Spontaneous Symmetry breaking,phase factor

[krishna mohan]

Book: Maggiore-A modern Introduction to QFT
Section:11.1

He says that if a symmetry transformation multiplies the vacuum state by a constant phase factor only, the symmetry is not broken..

Section:11.2

U(1) symmetry is spontaneously broken...multiplication by exp(i theta) takes the vacuum state to another state on the circle of minima..

But isn't this multiplication by a phase factor? How can you reconcile this with the statement in the previous section?

 

[RedX]

The first case probably refers to the vacuum state, while the second case refers to a change in the vacuum expectation value when you go to the new vacuum state. In QM, a state multiplied by a phase factor is equivalent to itself.

 

[Avodyne]

Let's take the example of a complex scalar field with a U(1) symmetry. Call the corresponding conserved charge Q. Then the unitary symmetry-transformation operator takes the form $U(\alpha) = \exp(i\alpha Q)$.

Now, if the symmetry is unbroken, the vacuum is unique; call it $|0\rangle$. It is an eigenstate of Q with some eigenvalue, call it $Q_0$. Usually, we choose to shift Q by a constant so that $Q_0=0$, but it's not strictly necessary. In general, then,
$U(\alpha)|0\rangle = \exp(i\alpha Q_0)|0\rangle$.

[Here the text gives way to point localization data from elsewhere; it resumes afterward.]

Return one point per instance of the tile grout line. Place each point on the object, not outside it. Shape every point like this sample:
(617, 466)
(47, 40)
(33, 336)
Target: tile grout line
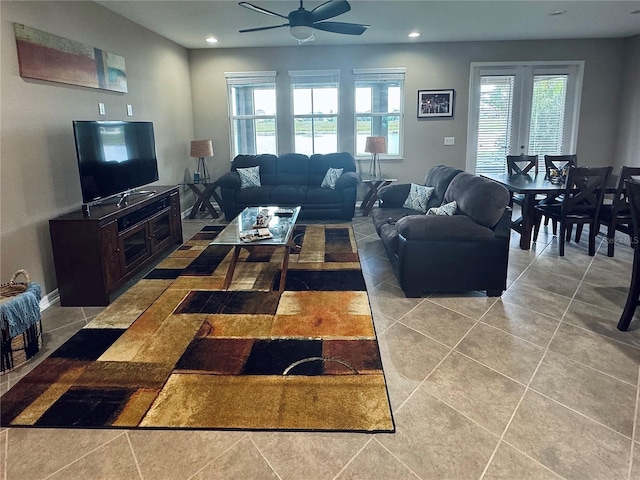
(84, 456)
(350, 461)
(218, 456)
(394, 456)
(635, 426)
(264, 457)
(527, 387)
(133, 454)
(6, 453)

Now, if the symmetry is broken, there is a family of vacuum states labeled by an angle; call the angle $\theta$, and call the corresponding vacuum state $|\theta\rangle$. Now we have
$U(\alpha)|\theta\rangle = |\theta{+}\alpha\rangle$.

 

[RedX]

Another way to answer the question is to note that under infinitismal group transformation $$\phi_{k}(x)$$ changes as $$U^{\dagger}(\theta) \phi_{k}(x) U(\theta)=-i \theta^{a}T^{a}_{kj}\phi_{j}$$ where $$T^{a}_{kj}$$ is a generator of the group. So taking the case of U(1), the field under transformation is: $$\phi(x)-i \theta\phi(x) =\phi(x)(e^{-i \theta})$$. Therefore the vacuum expectation value of that field changes by that phase factor. If the vacuum expectation value changes by that phase factor, then $$U(\theta)=e^{-iQ \theta}$$ operated on the vacuum |0> must be a different state since looked at it from another way, $$<0|U^{\dagger}(\theta) \phi(x) U(\theta)|0>=<0' | \phi(x) |0'> != <0| \phi(x) |0>$$ where != means not equal, implying $$|0'>=e^{-iQ\theta}|0>$$ is not equal to |0>.

What's fascinating is that no mention of SSB has been mentioned in the analysis! However, if the vacuum expectation value is zero, then |0> can equal |0'>, as they would both have the same expectation value, namely 0. But they still don't have to be the same! Obviously if the expectation value of two states is different, then the two states are different. But if the expectation value of two states is the same, then they still could be different.

However, even if the vacuum is not unique, if the expectation value is zero in all the vacuums, then this doesn't change calculations. But technically, they could be different vacuums. At least I think.